11845. A MONSIEUR I„E BAILLI DE FROULLAY A PARIS.
[Freiberg, 17 février 1760.]1
Ne vous en prenez, Monsieur, qu'à votre caractère respectable qui vous attire ma confiance. Je vous crois le plus propre de tous les Français à vous faire ces ouvertures, parceque votre qualité d'ambassadeur s'y prête mieux, et parceque je vous crois aussi attaché à votre patrie qu'à votre ordre. Il s'agit de la paix. Je vous en parle sans autre préambule, et comme je crois pouvoir donner quelques notions sur ce sujet au roi de France et à son ministère, je n'ai cru pouvoir en charger personne de plus capable que vous pour remplir cet objet. Depuis cette guerre, l'interruption de toute correspondance et les changements si communs à la nation française a rempli Versailles et le ministère de tant de nouveaux personnages qu'il est difficile à quelqu'un qui ne suit pas journellement ces petites révolutions, de savoir à qui s'adresser; vous, qui avez ces objets présents, et qui les connaissez par une longue routine, vous saurez mieux les chemins qu'il faut prendre dans ce dédale, que moi. Le plus naturel est sûrement de s'adresser au ministre chargé des affaires étrangères, le plus court serait de s'adresser au roi de France. Mais comme je ne sais point l'espèce de préjugés qui peut régner à cette cour, et la façon dont les esprits y sont peut-être prévenus, je vous laisse l'arbitre sur le choix du canal dont vous voudrez vous servir pour faire parvenir en son lieu les propositions que je vous prie d'y faire passer.
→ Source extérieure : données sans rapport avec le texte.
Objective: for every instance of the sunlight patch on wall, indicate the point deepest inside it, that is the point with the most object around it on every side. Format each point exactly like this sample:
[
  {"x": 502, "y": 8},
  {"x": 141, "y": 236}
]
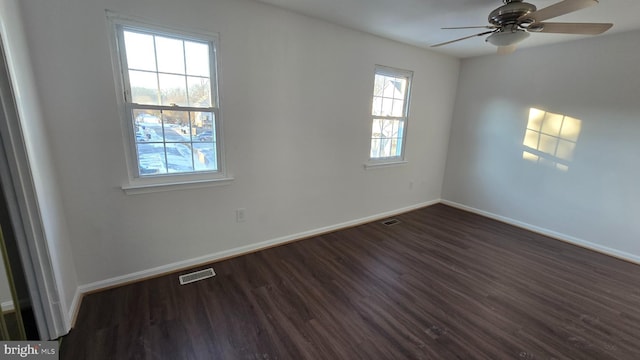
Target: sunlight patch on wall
[{"x": 551, "y": 138}]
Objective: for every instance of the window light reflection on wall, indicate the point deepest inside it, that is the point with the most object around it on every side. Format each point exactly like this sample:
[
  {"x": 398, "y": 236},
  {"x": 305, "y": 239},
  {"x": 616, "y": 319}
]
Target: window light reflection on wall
[{"x": 551, "y": 138}]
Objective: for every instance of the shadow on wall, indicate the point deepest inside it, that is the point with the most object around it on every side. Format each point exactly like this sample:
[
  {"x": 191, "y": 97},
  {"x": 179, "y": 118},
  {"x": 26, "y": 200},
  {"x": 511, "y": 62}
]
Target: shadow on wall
[{"x": 551, "y": 139}]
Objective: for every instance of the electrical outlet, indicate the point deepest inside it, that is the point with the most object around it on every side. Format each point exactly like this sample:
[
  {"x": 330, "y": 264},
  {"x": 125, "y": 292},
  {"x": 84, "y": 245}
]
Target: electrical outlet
[{"x": 240, "y": 215}]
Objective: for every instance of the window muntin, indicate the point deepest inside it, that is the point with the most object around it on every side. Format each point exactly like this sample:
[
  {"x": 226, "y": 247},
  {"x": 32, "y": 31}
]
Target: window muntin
[
  {"x": 170, "y": 96},
  {"x": 389, "y": 113}
]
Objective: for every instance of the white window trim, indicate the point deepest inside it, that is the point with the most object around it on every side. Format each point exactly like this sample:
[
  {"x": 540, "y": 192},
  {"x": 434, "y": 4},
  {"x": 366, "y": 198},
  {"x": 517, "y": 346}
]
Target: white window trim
[
  {"x": 136, "y": 184},
  {"x": 393, "y": 160}
]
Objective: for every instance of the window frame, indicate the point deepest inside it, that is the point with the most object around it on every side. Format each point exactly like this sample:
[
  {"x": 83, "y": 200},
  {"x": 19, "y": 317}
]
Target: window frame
[
  {"x": 161, "y": 182},
  {"x": 396, "y": 73}
]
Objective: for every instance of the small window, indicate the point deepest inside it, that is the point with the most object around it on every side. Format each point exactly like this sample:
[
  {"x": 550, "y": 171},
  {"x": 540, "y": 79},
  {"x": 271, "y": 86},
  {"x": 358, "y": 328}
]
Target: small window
[
  {"x": 389, "y": 114},
  {"x": 170, "y": 97}
]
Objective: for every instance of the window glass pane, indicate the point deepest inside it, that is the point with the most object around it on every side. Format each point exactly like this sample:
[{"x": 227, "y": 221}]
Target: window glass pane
[
  {"x": 398, "y": 108},
  {"x": 197, "y": 58},
  {"x": 400, "y": 86},
  {"x": 170, "y": 55},
  {"x": 378, "y": 85},
  {"x": 395, "y": 148},
  {"x": 140, "y": 51},
  {"x": 199, "y": 91},
  {"x": 376, "y": 128},
  {"x": 205, "y": 157},
  {"x": 375, "y": 148},
  {"x": 144, "y": 87},
  {"x": 144, "y": 124},
  {"x": 173, "y": 89},
  {"x": 179, "y": 157},
  {"x": 203, "y": 128},
  {"x": 175, "y": 126},
  {"x": 387, "y": 129},
  {"x": 387, "y": 107},
  {"x": 376, "y": 109},
  {"x": 389, "y": 87},
  {"x": 151, "y": 159}
]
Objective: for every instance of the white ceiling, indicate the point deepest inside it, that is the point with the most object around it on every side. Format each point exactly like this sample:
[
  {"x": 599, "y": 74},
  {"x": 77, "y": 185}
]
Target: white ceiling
[{"x": 418, "y": 22}]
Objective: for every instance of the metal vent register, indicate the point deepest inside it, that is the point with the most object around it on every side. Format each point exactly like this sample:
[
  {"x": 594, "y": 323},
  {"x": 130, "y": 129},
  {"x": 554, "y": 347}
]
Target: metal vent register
[{"x": 196, "y": 276}]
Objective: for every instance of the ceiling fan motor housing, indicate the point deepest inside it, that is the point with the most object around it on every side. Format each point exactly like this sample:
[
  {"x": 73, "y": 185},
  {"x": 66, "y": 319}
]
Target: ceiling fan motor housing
[{"x": 510, "y": 12}]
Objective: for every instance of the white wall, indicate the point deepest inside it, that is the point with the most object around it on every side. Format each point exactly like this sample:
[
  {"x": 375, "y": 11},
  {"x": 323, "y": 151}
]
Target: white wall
[
  {"x": 597, "y": 80},
  {"x": 295, "y": 95},
  {"x": 44, "y": 176},
  {"x": 6, "y": 301}
]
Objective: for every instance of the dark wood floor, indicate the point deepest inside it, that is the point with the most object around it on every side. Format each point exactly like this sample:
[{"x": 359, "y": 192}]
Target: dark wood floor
[{"x": 442, "y": 284}]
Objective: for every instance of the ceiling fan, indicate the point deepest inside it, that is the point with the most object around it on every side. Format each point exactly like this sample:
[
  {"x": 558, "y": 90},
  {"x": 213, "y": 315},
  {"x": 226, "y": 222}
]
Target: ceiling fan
[{"x": 513, "y": 21}]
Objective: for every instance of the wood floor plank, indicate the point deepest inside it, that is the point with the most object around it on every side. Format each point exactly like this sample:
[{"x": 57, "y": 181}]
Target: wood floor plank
[{"x": 440, "y": 284}]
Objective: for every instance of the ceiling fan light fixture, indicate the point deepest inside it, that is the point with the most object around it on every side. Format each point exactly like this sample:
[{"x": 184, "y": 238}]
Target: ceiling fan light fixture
[{"x": 507, "y": 38}]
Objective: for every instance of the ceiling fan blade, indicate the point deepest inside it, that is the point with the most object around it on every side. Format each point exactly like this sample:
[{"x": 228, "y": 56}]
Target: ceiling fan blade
[
  {"x": 506, "y": 50},
  {"x": 464, "y": 38},
  {"x": 574, "y": 28},
  {"x": 471, "y": 27},
  {"x": 561, "y": 8}
]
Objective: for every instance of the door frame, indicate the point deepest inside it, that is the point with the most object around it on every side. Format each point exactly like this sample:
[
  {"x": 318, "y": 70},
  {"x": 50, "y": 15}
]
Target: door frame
[{"x": 22, "y": 201}]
Vous êtes instruit, sans doute, que le roi d'Angleterre et moi, nous avons fait proposer à nos ennemis la tenue d'un congrès, pour y terminer toutes les dissensions qui ont donné lieu à la guerre. Nous savons que les cours de Vienne et de Pétersbourg s'y sont refusées, et nous sommes au moins dans la persuasion que le roi de France ne pense pas de même, et cette persuasion nous fait croire qu'il ne serait pas impossible de parvenir au but si désirable pour l'humanité. Je ne vous étalerai pas les raisons qui peuvent porter le roi de France à y donner les mains. Je ne vous dirai pas que la Martinique serait perdue, Pondichéry et le Canada de même, tout le commerce de la nation ruiné. Je ne vous peindrai pas ce que vous sentez mieux que moi, que, la guerre continuant, la France n'y jouerait que le rôle d'auxiliaire — qui ne lui conviendrait guère d'une manière subalterne —, et qu'elle serait peut-être par la suite entraînée par ces deux puissances dans des mesures que la force des conjonctures l'obligerait d'adopter, et qui se trouveraient diamétralement en opposition avec ses intérêts. Je vous fais grâce de tous les raisonnements probables que l'on peut se permettre, en examinant les évènements futurs et les suites où ils doivent mener, persuadé, Monsieur, qu'ils se présentent d'eux-mêmes à votre esprit, et j'en viens au fait sans autre paralogisme.
1 Das Datum von Eichel zugesetzt.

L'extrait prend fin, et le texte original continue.